In a series of key speeches recently by its Deputy Directors and Chief Counsel, however, the Division of Corporation Finance expressed concern about the increase in structured PIPE transactions, particularly convertible notes, in which an issuer seeks to register for resale a substantial number of shares in comparison to the issuer’s capitalization. One example cited was an issuer who sought to register for resale more than 10 times the number of its outstanding shares. When coupled with market-price formulas and price reset features, these so-called “extreme convertible” transactions potentially have a significant dilutive effect on an issuer’s common stock price and financial condition.
Accordingly, the Division announced that if an issuer seeks to register more than onethird of the outstanding common stock held by non-affiliates prior to the transaction, the staff will issue a comment requesting the issuer to analyze whether the purported secondary offering actually is a primary offering, given its nature and size. Issuers will need to assess all facts and circumstances in preparing their analysis, including the standards in Part D.29 of the Division’s Manual of Publicly Available Telephone Interpretations.
Ultimately, an issuer who is unable to persuade the staff that an offering is appropriately characterized as a secondary offering would have to identify the selling shareholders as underwriters. Further, if it is ineligible to conduct a primary offering using a Form S-3, an issuer must utilize a more comprehensive Form S-1 or Form SB-2 which limits the issuer’s ability to conduct “at the market” offerings.
Aside from providing the analysis above, issuers of structured PIPE transaction also may receive a series of questions from the Division staff in the form of comments with a view towards disclosure:
- How did the issuer determine the number of shares to sell?

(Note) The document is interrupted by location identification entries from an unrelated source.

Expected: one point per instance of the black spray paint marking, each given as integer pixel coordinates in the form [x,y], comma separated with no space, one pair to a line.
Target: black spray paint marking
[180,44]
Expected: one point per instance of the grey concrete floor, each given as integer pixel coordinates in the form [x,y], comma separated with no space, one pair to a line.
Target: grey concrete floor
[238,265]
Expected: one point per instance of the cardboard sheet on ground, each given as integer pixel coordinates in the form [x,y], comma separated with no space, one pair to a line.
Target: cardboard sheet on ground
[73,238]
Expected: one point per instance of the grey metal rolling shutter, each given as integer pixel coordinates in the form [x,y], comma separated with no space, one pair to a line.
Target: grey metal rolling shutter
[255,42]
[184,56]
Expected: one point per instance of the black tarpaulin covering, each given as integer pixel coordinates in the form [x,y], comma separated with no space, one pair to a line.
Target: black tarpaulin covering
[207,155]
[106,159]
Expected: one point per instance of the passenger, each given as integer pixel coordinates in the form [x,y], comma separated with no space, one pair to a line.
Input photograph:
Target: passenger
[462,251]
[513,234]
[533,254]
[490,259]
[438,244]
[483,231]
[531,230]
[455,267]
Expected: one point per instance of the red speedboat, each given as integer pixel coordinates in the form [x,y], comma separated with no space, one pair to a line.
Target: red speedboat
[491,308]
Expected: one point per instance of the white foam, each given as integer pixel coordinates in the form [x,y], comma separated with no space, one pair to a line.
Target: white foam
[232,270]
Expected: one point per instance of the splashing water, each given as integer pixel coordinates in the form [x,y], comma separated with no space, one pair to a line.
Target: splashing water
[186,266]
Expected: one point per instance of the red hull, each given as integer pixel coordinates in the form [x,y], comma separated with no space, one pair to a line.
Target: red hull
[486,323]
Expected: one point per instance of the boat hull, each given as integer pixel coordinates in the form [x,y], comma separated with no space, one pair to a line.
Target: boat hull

- What payments, regardless of whether labeled a “fee”, did or will the issuer make to the selling shareholders and placement agent?
- What are the net proceeds to the issuer from conversion after taking into account all payments?
- Does the issuer have a current intention and ability to repay the note?
- What are the possible proceeds to the selling shareholders?
- What is the relationship between the issuer and selling shareholders?
- Who are the natural persons that control an institutional selling shareholder?
- If known to the issuer, what if any short positions do the selling shareholders hold?
- If the issuer has a history of undertaking similar transactions, what has been the resulting impact upon the stock?
To prevent circumvention of its one-third standard, the Division also announced that the staff will not object to an issuer registering an additional one-third tranche of shares the later of (a) 60 days after the sale of “substantially all” of the prior tranche, or (b) six months after the effectiveness of the prior tranche registration statement. The part (a) measurement is made on a per-shareholder basis. Significantly, a separate offering of securities would not necessarily be governed by this 60 days and six months formula. Rather, the issuer must perform a traditional integration analysis to ensure each offering is distinct.
The Division does not intend to issue written guidance in this area other than through the comment letter process. Therefore, understanding the analysis and approach reflected in the Division senior staff speeches is essential. Even when an issuer seeks to register less than one-third of outstanding common stock, it remains possible the staff may scrutinize the PIPEs offering in the manner described above. To avoid an adverse result, an issuer must exercise care in soliciting, negotiating, and drafting PIPE transactions.